Common formal procedures
The Act provides for similar procedures for the implementation
of the transactions covered by the Act. These procedures are
outlined below, not taking into consideration certain technical
differences.
- The transaction has to be based on a recent audited balance
sheet. Where the last audited balance sheet is more than six
months old or material changes have occurred in the financial
situation of the entities involved, an interim balance sheet
has to be prepared.
- For each transaction, the Act provides for the required
minimum contents of the agreement between the parties (merger
agreement, demerger agreement, transfer agreement).
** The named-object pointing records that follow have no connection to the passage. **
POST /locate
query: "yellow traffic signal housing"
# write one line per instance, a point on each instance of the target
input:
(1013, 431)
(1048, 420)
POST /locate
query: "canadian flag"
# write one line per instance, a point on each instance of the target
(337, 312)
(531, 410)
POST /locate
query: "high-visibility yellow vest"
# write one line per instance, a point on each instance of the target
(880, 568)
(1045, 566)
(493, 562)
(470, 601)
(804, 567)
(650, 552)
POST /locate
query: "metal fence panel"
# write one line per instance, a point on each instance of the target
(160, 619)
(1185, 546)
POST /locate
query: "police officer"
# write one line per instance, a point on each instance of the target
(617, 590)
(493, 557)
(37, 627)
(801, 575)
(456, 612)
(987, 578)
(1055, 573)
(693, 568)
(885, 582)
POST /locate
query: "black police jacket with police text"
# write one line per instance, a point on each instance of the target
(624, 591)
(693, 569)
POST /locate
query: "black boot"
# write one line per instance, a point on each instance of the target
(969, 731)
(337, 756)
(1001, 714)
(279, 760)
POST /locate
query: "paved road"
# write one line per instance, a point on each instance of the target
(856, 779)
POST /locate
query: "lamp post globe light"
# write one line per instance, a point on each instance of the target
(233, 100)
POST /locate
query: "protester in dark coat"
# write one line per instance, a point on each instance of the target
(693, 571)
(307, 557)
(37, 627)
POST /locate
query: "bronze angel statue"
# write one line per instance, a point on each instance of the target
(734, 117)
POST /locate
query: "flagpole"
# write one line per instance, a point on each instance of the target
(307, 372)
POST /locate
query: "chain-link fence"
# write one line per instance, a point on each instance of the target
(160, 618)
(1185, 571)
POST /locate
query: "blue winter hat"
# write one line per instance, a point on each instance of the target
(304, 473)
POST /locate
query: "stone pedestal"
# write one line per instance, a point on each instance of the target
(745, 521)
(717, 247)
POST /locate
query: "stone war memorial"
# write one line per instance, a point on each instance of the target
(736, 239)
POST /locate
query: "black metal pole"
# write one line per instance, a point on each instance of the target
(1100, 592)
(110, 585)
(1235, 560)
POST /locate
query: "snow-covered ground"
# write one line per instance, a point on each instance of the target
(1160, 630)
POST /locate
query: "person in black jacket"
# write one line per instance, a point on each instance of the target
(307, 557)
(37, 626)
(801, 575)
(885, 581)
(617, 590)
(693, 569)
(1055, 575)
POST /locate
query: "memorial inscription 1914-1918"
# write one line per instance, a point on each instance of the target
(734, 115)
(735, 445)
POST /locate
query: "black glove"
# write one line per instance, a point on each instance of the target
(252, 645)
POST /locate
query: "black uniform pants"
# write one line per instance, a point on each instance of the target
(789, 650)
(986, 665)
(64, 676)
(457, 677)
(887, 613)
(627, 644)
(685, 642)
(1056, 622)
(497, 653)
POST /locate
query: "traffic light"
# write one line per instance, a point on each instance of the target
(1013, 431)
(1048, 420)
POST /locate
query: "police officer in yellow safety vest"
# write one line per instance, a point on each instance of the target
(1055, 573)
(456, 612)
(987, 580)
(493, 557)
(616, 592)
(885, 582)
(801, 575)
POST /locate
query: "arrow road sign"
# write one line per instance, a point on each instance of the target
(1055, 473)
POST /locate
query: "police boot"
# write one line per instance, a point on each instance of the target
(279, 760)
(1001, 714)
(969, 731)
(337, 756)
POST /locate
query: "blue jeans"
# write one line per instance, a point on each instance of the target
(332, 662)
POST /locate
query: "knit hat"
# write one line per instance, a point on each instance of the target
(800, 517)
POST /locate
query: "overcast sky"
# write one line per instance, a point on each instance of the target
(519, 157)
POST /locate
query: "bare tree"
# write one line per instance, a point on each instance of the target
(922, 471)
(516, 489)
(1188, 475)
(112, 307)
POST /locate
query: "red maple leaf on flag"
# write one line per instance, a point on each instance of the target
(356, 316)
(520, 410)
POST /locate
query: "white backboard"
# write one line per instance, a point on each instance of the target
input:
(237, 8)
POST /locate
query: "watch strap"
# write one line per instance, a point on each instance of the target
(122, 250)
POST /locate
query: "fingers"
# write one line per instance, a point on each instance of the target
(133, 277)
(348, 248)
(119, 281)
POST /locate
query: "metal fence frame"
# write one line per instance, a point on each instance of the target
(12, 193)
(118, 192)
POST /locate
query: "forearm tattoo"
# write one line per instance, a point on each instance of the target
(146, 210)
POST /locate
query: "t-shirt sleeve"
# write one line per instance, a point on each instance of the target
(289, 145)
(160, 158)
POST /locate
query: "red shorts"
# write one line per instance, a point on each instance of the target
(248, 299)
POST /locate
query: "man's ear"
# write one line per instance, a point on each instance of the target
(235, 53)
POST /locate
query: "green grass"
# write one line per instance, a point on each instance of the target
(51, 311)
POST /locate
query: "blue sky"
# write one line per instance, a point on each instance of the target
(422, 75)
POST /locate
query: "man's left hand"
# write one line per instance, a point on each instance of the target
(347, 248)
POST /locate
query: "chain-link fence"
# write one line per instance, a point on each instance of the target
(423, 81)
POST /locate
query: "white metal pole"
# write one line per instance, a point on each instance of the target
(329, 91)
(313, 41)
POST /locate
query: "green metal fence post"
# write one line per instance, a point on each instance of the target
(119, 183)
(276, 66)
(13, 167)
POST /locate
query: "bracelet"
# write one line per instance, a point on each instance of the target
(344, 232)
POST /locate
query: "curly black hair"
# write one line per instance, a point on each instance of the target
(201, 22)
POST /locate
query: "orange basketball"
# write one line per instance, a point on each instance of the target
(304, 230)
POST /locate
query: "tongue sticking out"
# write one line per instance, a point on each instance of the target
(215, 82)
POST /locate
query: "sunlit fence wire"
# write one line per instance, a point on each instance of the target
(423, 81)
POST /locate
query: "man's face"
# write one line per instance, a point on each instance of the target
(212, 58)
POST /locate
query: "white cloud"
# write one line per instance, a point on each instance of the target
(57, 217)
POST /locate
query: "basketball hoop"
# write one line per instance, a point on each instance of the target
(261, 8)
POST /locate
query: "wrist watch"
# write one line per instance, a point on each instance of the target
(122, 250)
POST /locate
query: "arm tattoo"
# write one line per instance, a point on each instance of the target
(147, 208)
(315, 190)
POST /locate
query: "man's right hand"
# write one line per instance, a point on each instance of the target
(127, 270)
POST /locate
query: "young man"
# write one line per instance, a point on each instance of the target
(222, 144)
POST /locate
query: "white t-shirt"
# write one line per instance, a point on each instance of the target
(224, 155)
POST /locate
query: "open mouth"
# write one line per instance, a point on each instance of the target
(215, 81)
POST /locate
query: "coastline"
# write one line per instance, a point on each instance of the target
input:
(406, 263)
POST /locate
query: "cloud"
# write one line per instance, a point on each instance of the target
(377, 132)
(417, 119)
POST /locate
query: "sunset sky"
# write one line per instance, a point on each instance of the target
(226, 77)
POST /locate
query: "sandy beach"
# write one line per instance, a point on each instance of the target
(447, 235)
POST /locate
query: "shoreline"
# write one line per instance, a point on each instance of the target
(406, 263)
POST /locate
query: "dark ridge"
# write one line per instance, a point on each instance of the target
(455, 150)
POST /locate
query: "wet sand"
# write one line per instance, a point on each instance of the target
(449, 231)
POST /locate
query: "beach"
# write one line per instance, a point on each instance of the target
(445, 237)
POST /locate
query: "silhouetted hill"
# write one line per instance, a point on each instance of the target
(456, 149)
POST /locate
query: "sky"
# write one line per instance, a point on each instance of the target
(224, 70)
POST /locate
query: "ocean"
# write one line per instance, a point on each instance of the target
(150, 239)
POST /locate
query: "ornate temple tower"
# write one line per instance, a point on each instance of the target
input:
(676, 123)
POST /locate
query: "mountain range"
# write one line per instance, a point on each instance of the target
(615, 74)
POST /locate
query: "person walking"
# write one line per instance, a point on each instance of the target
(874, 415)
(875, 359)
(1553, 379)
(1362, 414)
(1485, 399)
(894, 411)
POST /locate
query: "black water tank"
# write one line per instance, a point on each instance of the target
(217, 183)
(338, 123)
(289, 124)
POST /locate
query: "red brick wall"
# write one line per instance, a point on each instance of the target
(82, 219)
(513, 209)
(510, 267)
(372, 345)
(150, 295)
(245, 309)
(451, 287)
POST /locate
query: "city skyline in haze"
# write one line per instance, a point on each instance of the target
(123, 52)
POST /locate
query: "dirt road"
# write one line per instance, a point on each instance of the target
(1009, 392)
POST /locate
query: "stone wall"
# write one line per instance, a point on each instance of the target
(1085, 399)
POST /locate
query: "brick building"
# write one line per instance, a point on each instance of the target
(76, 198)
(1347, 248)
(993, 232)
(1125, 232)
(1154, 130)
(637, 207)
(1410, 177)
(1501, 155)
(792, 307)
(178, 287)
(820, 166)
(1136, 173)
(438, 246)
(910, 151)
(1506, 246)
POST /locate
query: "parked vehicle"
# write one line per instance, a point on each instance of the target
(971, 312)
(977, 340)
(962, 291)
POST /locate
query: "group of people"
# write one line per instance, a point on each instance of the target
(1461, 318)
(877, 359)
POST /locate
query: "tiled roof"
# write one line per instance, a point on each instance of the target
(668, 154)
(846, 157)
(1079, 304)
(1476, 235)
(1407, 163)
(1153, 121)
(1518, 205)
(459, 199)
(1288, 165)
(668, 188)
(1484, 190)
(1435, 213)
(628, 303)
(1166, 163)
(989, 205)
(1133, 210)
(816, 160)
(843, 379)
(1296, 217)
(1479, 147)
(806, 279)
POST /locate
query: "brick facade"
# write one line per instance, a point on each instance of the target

In case of
change of the legal form of an entity, the executive body of
the entity has to prepare a transformation plan.
- The executive bodies of the parties have to prepare, either
each or jointly, a written report explaining and justifying the
legal and economic aspects of the respective transaction.
Again, the Act provides for specific minimum contents to be
addressed in the report.
- The agreement or plan, the balance sheet underlying the
transaction and the report of the executive bodies must then be
reviewed and confirmed by a specially qualified auditor.
- Before the formal resolution and approval of the
transaction by the members (shareholders) of the legal entities
involved, where required, the agreement or plan, the report of
the executive bodies and the auditor's report must be available
for inspection by the members (shareholders) at the registered
offices of the respective legal entities for thirty days.
- Except for the transfer of assets, the members
(shareholders) of the legal entities involved have to approve
the merger, demerger or change of legal form by resolution of
the respective general meeting(s). The Act provides for
specific majority requirements for each type of legal
entity.
- Lastly, the transaction has to be entered into the
commercial register. Registration in the commercial register is
constitutive for the legal transfer of title of assets and
liabilities and the transfer of legal relationships (for
example agreements with third parties). Furthermore, where real
property is transferred, the corresponding recordings on the
land register have to be amended.
SMEs may resolve by unanimous vote of all members (shareholders)
that the executive body does not have to prepare a report and/or
may waive the audit by a specially qualified auditor and/or the
inspection period.
Adaptation of other Swiss statutes
In the course of the enactment of the Merger Act, obsolete
provisions of the Code will be deleted and other Swiss laws will be
adapted accordingly:
Private International Law Act (PILA)
The PILA will
be amended to facilitate cross-border transactions.
Taxes
Swiss tax laws will also be changed to foster
certain corporate transactions without triggering unfavourable tax
consequences. The main changes are:
- within groups, Swiss companies may transfer, at book value,
without tax consequences, divisions and/or single operating
assets;
- after a spin-off or split-up, the shareholders may sell
their shares without a holding period; and
- to the extent no direct taxes are imposed on corporate
transactions, real property taxes may also not be imposed.